The lira weakened for the first time in three days after the central bank offered funding at its lowest rate for the first time this week.
The Turkish currency depreciated 0.4 percent to 1.7943 per dollar at 10:06 a.m. in Istanbul, heading for the biggest decline in more than a week. The yield on two-year benchmark debt dropped three basis points, or 0.03 percentage point, to 9.39 percent.
The Ankara-based bank offered to lend at the lowest 5.75 percent rate in its daily one-week repo auctions after having withheld funding at this rate for the past five days, which resulted in a 1.1 percent appreciation of the lira. The bank offered 4 billion liras ($2.2 billion) in one-week repurchase agreements in today’s auction.
“It’s the return of the ‘normal day’ ahead of the rate decision but I do not think it should be interpreted as a signal of a change in monetary policy,” Murat Toprak, head of currency strategy for Europe, Middle East and Africa at HSBC Bank Plc, said in London. “The global market sentiment improved slightly and after several ‘exceptional days’ the central bank eases marginally its tight lending conditions.”
Turkey’s central bank varies its funding rate on a daily basis, maintaining borrowing costs within a 5.75 percent to 11.5 percent interest-rate corridor introduced last year. Days when the bank does not lend at the 5.75 percent rate are considered “exceptional days” and the rest are called “normal days.” The most recent round of policy tightening began on April 11 after the lira weakened to a three-week low at 1.8177 per dollar during intraday trade.

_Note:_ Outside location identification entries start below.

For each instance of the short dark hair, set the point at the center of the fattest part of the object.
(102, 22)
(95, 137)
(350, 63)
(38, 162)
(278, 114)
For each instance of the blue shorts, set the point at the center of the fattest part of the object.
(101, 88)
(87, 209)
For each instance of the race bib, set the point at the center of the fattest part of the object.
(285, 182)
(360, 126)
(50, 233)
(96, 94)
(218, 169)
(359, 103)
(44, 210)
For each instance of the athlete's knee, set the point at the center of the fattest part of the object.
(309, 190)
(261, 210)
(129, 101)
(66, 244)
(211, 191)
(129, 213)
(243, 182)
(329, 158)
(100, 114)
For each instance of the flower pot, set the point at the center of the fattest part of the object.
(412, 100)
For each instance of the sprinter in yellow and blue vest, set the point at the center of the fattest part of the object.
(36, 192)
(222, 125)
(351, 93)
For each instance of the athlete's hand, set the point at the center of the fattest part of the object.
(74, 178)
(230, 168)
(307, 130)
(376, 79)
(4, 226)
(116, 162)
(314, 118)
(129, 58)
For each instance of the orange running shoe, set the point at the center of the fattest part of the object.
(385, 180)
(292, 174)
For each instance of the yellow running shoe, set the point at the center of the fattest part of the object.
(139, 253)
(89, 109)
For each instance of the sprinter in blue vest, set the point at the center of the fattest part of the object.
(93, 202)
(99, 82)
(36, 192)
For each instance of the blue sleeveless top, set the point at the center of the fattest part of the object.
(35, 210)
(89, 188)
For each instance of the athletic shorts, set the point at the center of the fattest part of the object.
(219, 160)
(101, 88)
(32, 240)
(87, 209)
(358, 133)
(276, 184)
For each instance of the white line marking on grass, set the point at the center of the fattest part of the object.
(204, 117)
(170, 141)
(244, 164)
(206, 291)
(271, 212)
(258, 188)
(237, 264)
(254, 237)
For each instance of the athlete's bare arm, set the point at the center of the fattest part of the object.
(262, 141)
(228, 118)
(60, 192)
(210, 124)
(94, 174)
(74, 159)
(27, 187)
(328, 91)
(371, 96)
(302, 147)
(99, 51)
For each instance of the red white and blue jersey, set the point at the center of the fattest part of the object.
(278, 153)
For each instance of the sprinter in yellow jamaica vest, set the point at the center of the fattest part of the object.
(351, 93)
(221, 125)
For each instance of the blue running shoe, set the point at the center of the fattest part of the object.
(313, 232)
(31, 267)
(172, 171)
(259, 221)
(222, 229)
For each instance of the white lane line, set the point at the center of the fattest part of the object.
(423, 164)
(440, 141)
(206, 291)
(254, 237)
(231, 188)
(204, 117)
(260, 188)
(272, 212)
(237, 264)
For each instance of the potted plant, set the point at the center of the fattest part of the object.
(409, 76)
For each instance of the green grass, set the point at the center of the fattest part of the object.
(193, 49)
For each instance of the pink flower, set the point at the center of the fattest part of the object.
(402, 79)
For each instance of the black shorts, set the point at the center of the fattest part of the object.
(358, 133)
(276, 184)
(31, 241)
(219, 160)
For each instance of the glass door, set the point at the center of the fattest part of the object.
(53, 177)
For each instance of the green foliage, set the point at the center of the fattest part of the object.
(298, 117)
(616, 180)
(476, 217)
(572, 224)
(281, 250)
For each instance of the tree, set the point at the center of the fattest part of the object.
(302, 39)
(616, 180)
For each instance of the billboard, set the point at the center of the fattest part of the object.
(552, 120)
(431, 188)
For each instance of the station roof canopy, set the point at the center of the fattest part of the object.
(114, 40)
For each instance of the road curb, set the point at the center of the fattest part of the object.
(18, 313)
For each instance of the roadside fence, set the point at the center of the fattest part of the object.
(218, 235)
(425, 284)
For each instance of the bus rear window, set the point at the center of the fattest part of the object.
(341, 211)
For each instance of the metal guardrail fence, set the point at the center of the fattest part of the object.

The country’s Monetary Policy Committee will meet today and is forecast to leave its benchmark one-week repo rate unchanged at 5.75 percent, according to all 11 economists surveyed by Bloomberg.
Emerging-market stocks rallied the most in almost a week after the International Monetary Fund raised its global growth forecast and speculation grew China will ease monetary policy.